9. Patients who inhibit substances that inhibit synoviolin self-ubiquitination (by administration of this substance): proliferative diseases ,: nervous system diseases and allergic diseases: Both 1. How to treat and / or prevent one ::.

10. The method according to claim 9, wherein the proliferative disease is at least one selected from the group consisting of arthropathy, rheumatoid arthritis, fibrosis, and arteriosclerosis and cancer.

11. The therapeutic agent according to claim 9, wherein the nervous system disease is at least one selected from the group consisting of Alzheimer's disease, Parkinson's disease, Huntington's chorea, peripheral neuropathy and spinal cord injury.

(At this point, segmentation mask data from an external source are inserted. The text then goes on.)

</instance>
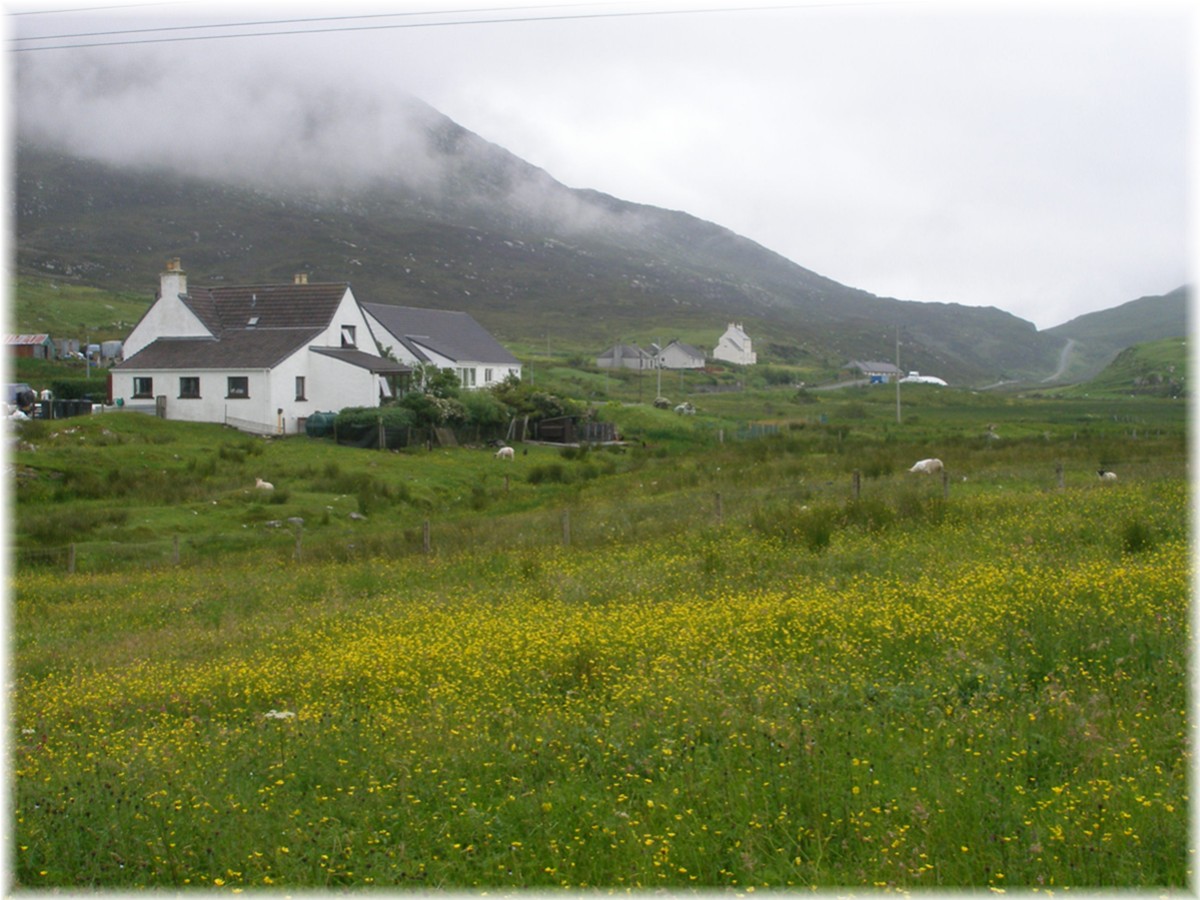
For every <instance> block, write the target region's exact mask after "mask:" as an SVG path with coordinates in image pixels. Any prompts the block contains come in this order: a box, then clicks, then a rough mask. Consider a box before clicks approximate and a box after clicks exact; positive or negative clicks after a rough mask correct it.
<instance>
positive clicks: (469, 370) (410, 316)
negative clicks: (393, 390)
mask: <svg viewBox="0 0 1200 900" xmlns="http://www.w3.org/2000/svg"><path fill="white" fill-rule="evenodd" d="M362 310H364V311H365V312H366V317H367V322H368V323H370V324H371V329H372V331H373V332H374V337H376V340H377V341H378V342H379V346H380V348H383V352H384V353H391V354H392V355H395V356H396V359H397V360H400V361H401V362H404V364H407V365H410V366H416V365H433V366H437V367H438V368H452V370H454V371H455V372H456V373H457V374H458V380H460V383H461V384H462V386H463V388H466V389H468V390H470V389H475V388H487V386H490V385H492V384H499V383H500V382H503V380H504V379H506V378H508V377H509V376H515V377H516V378H520V377H521V362H520V360H517V358H516V356H514V355H512V354H511V353H509V352H508V350H506V349H504V347H502V346H500V343H499V342H498V341H497V340H496V338H494V337H492V336H491V335H490V334H488V332H487V331H486V330H485V329H484V328H482V325H480V324H479V323H478V322H475V319H473V318H472V317H470V316H469V314H468V313H466V312H456V311H451V310H424V308H418V307H414V306H394V305H391V304H362Z"/></svg>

1 2 .. The allergic disease is at least selected from the group consisting of bronchial asthma, allergic rhinitis, allergic conjunctivitis, atopic dermatitis, anaphylactic shock, mite allergic disease, hay fever and food allergic disease 10. The method of claim 9, wherein the number is one.

1 3. The candidate substance is contacted with synoviolin to evaluate whether the candidate substance inhibits synoviolin auto-ubiquitination, and the candidate substance that inhibits synoviolin auto-ubiquitination is used as a proliferative disease or nervous system disease. And at least one therapeutic agent selected from the group consisting of allergic diseases, and a screening method for the therapeutic agent.